That changed around 2014 when the ‘Punk’ theme generated more discourse thanks to Miley Cyrus’s sheer number. And by 2015, Rihanna became the first and most-memed Met Gala guest, with her infamous yellow Guo Pei coat filling the entirety of the Met staircase.

When fashion literacy makes us too literal

The problem with the internet becoming the Met dress code police is that it allows little room for the subtle interpretations that make fashion so interesting to look at. What made the ‘Camp’ Met Gala so compelling was that the theme, exacting as it was, left room for interpretation because it hinged on an understanding of an academic and esoteric concept.

But we now live in the age of “method dressing”, which was first introduced by Zendaya and stylist Law Roach to reference her films — from Spiderman to Dune and Challengers — on the red carpet while promoting them.
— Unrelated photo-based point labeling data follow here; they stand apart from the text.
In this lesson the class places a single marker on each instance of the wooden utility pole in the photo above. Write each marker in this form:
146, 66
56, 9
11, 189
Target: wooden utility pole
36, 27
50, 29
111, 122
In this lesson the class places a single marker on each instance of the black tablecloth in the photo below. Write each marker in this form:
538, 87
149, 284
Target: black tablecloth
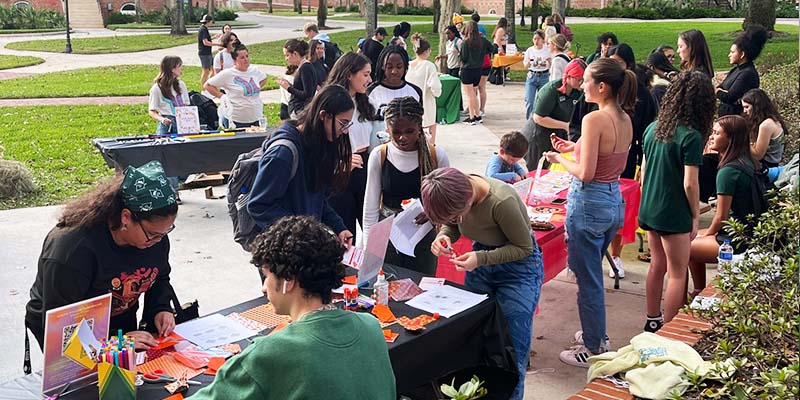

It reached a fever pitch last year on Margot Robbie’s Barbie press tour. The popularity of this style of celebrity dressing is a direct reflection of this Met-dress code obsession. It’s thematic, literal, and easy to interpret: does that green dress count as tennis green? Is that look a direct Barbie reissue? Just because Rihanna dressed as a Pope once doesn’t mean that everyone should show up to the Met in costume, does it?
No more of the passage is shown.